As the clock ticks down towards October 3 (my return to work), I have started to refresh my memory on the common stuff that patients come into the office for. You know – birth control/family counselling, back pain, high cholesterol, diabetes follow-up, new baby/well-baby visits, depression/anxiety – the bread and butter of family medicine. Medicine is constantly evolving, there are always new guidelines that need to be reviewed, new updates on the treatment of such and such. It’s hard to keep up with it all. I often find myself looking something up while the patient is in the office with me. Some docs might think that’s the wrong thing to do (gotta make sure we don’t look like we don’t know something!), but I think the patient actually appreciates it when you’re honest about stuff like that.

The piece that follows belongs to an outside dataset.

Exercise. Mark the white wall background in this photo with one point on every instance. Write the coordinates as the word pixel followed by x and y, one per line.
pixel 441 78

Anyway, here are a things that I’ve reviewed:
1) new immunization schedule for infants/children:http://www.health.gov.on.ca/en/public/programs/immunization/docs/schedule.pdf
2) enhanced 18 month WBV: http://www.children.gov.on.ca/htdocs/English/topics/earlychildhood/health/enhanced_18-month.aspx, with information re: Austim screening tools
3)Osteoporosis guidelines (these actually came out late 2010, I’ve been procrastinating a bit): http://www.cmaj.ca/content/early/2010/10/12/cmaj.100771.full.pdf+htm
I have to question the wisdom of the new changes to the immunization schedule, mainly the change back to giving one dose of MMR at 12 months and the second at 4 years (when it has been given at 12 and 18 months for the last few years). How does one explain this to parents? More importantly, will parents think this change is due to the increasing paranoia in the mass media regarding MMR and its purported links to Autism? (Note: that theory has been officially debunked in the scientific community; google “andrew wakefield fraud”, “Lancet retracts Wakefield”). And while I’m on the subject, can I just say how much I hate it when parents tell me they are going to delay “certain” vaccines until their child is older. I have yet to have anyone give me an adequate, sound, evidence-based reason. If there is one out there, please, would someone kindly comment and tell me?

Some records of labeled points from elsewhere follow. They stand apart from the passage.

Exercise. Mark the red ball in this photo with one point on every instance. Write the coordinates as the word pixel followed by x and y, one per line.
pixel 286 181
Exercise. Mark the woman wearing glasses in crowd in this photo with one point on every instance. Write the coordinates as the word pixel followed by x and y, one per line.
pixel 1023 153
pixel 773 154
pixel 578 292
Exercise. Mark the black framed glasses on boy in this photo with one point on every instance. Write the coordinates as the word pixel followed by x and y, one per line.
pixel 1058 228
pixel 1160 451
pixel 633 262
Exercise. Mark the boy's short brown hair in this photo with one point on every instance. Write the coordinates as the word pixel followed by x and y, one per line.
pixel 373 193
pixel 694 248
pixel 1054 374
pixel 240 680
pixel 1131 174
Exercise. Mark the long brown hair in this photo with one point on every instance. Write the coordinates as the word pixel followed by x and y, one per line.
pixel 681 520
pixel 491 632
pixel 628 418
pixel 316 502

As I’ve mentioned before, generally I am looking forward to getting back to work so I can reconnect with all my patients and get my “doctor groove” on. But there are a few folks that I am already dreading to see – the so-called “heart sink” patients. My fellow physicians out there will understand who I mean. These are the patients, that when you see their name on your day sheet, your heart literally sinks. You know it’s going to be a painful visit. For these are the patients that whine. Life isn’t fair to them. Their pain is beyond their control, “I need more oxy’s doc”. Then there’s the patient who just can’t cope – she needs “stress leave” for a bullying boss. Then there’s the one who has environmental illness and is allergic to everything- no, wait, she left my practice, didn’t think I had enough time for her. Riiiight. This coming from the woman whose 15 min appointments always lasted 35-45 minutes.
Sigh … so yes, I am looking forward to returning to work. It’s time. If nothing else, it’ll force me to get off the Internet during the day (except for this blog, of course), to be present in the moment with my patients, to affect change in those who are willing and able. But overall, to provide for my family.